George Orwell et le roman noir - un rendez-vous manqué

George Orwell a consacré trois articles au roman policier, une recension en 1936 d’À tombeau ouvert, le roman de Paul Cain, ainsi que deux textes : une longue étude du roman de James Hadley Chase, Pas d’orchidées pour Miss Blandish en 1944, et la même année, un texte plus court dans une revue française. Orwell n’a que peu fréquenté ce genre littéraire et ces trois articles restent marginaux dans ses écrits. Ils font néanmoins sens dans la façon dont il l’appréhende, identifiant la métamorphose du roman à énigme en « crime stories » qui plongent les lecteurs dans une atmosphère où règnent violence et cynisme, un climat propice au fascisme. En pensant ainsi le phénomène dans son historicité et dans sa réception, Orwell rejoint le geste critique de certains auteurs allemands qui se sont intéressés au genre, tels que Siegfried Kracauer ou Theodor W. Adorno.
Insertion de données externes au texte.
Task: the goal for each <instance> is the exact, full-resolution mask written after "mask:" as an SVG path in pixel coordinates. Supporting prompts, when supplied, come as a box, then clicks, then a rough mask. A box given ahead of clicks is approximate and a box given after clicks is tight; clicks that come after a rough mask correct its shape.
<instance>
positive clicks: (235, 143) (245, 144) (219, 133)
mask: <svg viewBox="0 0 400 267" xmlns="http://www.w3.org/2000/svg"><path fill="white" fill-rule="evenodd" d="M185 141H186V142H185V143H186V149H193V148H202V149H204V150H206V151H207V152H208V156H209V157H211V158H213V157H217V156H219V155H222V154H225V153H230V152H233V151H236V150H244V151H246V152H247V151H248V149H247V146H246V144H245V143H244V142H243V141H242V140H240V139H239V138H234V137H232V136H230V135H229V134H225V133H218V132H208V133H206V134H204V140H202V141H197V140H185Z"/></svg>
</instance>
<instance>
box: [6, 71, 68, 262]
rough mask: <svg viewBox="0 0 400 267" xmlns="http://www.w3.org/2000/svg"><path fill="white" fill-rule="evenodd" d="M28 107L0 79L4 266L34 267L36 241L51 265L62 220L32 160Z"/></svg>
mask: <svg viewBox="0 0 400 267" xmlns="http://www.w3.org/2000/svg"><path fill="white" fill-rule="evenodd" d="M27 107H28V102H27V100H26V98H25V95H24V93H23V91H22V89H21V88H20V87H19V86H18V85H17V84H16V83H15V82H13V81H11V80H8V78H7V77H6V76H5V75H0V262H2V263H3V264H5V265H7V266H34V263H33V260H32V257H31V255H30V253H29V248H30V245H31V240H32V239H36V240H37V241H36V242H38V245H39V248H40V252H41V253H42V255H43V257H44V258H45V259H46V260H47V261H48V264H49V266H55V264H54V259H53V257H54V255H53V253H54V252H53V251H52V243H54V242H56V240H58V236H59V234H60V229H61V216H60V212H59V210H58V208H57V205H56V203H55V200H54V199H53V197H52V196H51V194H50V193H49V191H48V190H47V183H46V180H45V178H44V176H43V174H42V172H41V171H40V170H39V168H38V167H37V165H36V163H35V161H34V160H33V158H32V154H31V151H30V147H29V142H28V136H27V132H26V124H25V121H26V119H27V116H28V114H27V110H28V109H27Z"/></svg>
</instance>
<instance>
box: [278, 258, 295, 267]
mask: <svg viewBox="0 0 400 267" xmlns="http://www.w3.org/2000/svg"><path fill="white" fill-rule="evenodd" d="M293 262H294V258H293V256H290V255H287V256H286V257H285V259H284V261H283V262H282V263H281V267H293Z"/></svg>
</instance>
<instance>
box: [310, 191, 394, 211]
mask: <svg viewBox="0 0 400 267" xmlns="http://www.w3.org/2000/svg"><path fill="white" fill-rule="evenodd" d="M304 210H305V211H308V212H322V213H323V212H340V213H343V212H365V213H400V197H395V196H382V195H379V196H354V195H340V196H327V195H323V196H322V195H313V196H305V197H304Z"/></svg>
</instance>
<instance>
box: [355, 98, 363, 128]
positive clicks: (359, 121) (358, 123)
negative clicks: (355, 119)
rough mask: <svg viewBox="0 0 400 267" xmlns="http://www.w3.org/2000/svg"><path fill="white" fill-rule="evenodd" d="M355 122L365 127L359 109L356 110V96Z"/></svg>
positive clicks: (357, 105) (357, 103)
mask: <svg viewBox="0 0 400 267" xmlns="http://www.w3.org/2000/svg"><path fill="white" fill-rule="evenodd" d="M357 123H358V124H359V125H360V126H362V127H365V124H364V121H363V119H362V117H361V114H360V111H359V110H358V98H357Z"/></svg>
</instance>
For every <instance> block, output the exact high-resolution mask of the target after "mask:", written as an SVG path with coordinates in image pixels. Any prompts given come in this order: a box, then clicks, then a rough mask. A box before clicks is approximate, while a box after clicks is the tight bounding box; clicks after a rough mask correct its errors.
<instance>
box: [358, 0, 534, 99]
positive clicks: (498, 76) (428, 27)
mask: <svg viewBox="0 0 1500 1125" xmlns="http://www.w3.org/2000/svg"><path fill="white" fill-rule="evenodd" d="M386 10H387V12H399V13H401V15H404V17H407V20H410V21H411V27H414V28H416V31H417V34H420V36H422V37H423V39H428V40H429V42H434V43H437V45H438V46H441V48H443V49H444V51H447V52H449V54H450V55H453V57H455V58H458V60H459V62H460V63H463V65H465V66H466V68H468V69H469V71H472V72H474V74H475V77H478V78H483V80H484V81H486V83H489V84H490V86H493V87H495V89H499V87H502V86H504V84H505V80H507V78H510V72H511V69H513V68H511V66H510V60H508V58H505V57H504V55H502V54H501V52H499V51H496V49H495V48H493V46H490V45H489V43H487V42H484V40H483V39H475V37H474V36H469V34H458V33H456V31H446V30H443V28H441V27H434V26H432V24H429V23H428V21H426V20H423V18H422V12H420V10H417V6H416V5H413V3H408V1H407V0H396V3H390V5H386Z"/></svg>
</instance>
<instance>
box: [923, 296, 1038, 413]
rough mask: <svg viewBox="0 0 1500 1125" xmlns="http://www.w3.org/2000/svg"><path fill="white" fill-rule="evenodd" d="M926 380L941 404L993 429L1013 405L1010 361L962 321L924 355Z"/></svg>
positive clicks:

Pour autant, si Orwell porte un regard sévère sur le genre, des liens peuvent s’établir avec ses écrits documentaires ou fictionnels, dans la volonté notamment d’écrire depuis le point de vue des proscrits de l’Histoire et dans sa manière d’être un témoin désillusionné de son temps. En ce sens, la rencontre entre George Orwell et le roman noir fut un rendez-vous manqué. George Orwell devoted three articles to the detective novel, a review in 1936 of Paul Cain’s Fast One, as well as two texts: a long study of James Hadley Chase’s novel No Orchids for Miss Blandish in 1944, and the same year, a shorter text in a French magazine. Orwell had not been much involved in this literary genre and these three articles remain marginal in his writings. Nevertheless, they make sense in terms of his understanding of it, identifying the metamorphosis of the detective novel into "crime stories" that immerse readers in an atmosphere of violence and cynicism, a climate conducive to fascism. By thinking of the phenomenon in its historicity and reception, Orwell joins the critical gesture of certain German authors who were interested in the genre, such as Siegfried Kracauer or T.W. Adorno. However, if Orwell takes a severe look at the genre, links can be established with his documentary or fictional writings, in particular in the will to write from the point of view of the outcasts of History and in his way of being a disillusioned witness of his time. In this sense, the meeting between George Orwell and the « hard boiled » genre was a missed appointment.